A Survey on Security and Privacy Issues of Bitcoin

Bitcoin is a popular cryptocurrency that records all transactions in a distributed append-only public ledger called blockchain. The security of Bitcoin heavily relies on the incentive-compatible proof-of-work (PoW) based distributed consensus protocol, which is run by the network nodes called miners. In exchange for the incentive, the miners are expected to maintain the blockchain honestly. Since its launch in 2009, Bitcoin economy has grown at an enormous rate, and it is now worth about 150 billions of dollars. This exponential growth in the market value of bitcoins motivate adversaries to exploit weaknesses for profit, and researchers to discover new vulnerabilities in the system, propose countermeasures, and predict upcoming trends. In this paper, we present a systematic survey that covers the security and privacy aspects of Bitcoin. We start by giving an overview of the Bitcoin system and its major components along with their functionality and interactions within the system. We review the existing vulnerabilities in Bitcoin and its major underlying technologies such as blockchain and PoW-based consensus protocol.
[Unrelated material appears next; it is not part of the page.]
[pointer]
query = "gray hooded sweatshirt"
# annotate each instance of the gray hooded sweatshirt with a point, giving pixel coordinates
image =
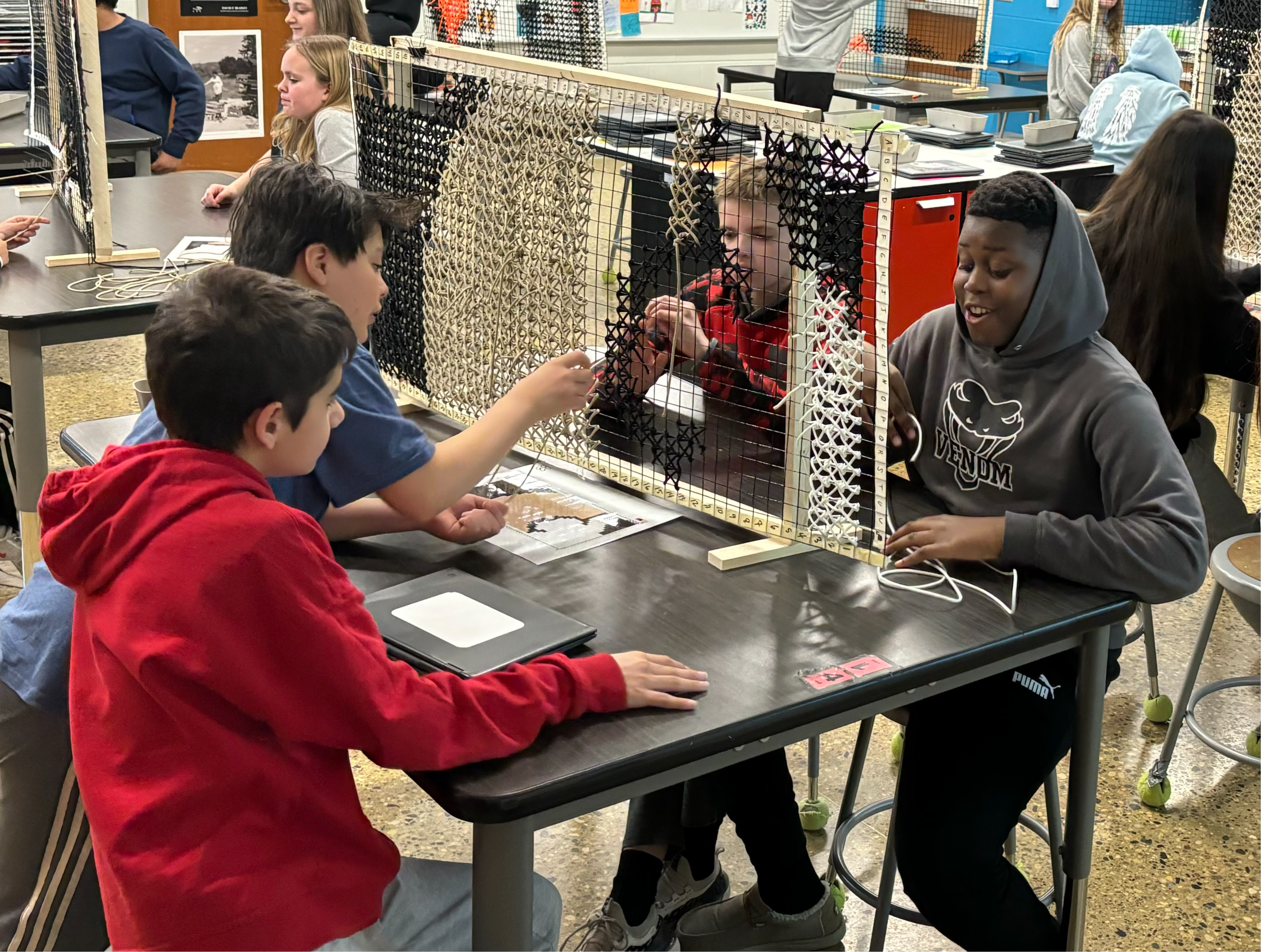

These vulnerabilities lead to the execution of various security threats to the standard functionality of Bitcoin. We then investigate the feasibility and robustness of the state-of-the-art security solutions. Additionally, we discuss the current anonymity considerations in Bitcoin and the privacy-related threats to Bitcoin users along with the analysis of the existing privacy-preserving solutions. Finally, we summarize the critical open challenges, and we suggest directions for future research towards provisioning stringent security and privacy solutions for Bitcoin.